In that moment, as her head is ripped off by a utility pole that the car swerves too close to, the movie resets and begins to tell a completely different story.

We switch from facing off against an evil child to facing off against a much more sprawling and deadly force that has embedded itself into this entire family.

It's only now, once the movie has already terrified film critics at festivals and scarred regular movie goers who dared to purchase a ticket, that we know that such an early and surprising twist was intended by the creator all along.

In an interview with Vulture  Hereditary director and screenwriter Ari Aster said the early twist was a punishment of sorts for the audience, for daring to assume they thought they knew where the story was going, and that he himself is tired of being able to guess how the plot of a horror film will unfold.

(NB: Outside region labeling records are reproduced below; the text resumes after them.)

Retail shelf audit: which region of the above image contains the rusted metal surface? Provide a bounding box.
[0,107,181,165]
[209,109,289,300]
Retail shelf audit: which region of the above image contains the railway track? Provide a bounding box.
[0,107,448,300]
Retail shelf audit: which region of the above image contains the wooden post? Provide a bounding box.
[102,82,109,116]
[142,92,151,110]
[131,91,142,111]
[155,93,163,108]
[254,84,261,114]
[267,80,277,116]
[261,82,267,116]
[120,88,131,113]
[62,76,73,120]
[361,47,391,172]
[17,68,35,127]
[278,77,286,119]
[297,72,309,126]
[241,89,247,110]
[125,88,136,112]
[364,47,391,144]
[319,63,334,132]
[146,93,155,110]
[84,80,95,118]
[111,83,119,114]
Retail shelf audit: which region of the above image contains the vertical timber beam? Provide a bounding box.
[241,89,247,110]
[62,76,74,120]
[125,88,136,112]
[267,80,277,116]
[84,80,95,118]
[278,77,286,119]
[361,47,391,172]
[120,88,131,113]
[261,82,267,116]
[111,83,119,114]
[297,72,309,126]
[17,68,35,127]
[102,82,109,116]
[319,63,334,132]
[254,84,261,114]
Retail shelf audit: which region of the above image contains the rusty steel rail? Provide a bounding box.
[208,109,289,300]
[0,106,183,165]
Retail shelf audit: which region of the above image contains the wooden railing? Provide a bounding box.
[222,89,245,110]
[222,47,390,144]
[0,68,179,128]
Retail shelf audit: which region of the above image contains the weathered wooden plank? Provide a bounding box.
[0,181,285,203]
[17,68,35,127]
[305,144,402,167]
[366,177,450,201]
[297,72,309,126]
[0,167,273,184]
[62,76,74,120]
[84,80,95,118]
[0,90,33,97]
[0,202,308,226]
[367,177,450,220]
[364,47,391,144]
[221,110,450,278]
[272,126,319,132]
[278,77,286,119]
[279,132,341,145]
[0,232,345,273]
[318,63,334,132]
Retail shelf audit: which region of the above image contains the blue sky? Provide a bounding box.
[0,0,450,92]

"I really wanted it to serve as a chute that opens up under the audience and drops them out of the movie that they thought they were watching and into a new movie," he said.

And boy, did he succeed with that.

After all, the ultimate horror of Hereditary is not about what you saw on screen, it's about how those events made you feel as you watched them take place.

The movie takes you to a place where home and family are filled with horrors, to a place where a little girl is seen only as a villain and you are unable to spot the true evil until it is too late.

Sweet dreams.

Hereditary is in cinemas Australia-wide now. It is rated MA15+.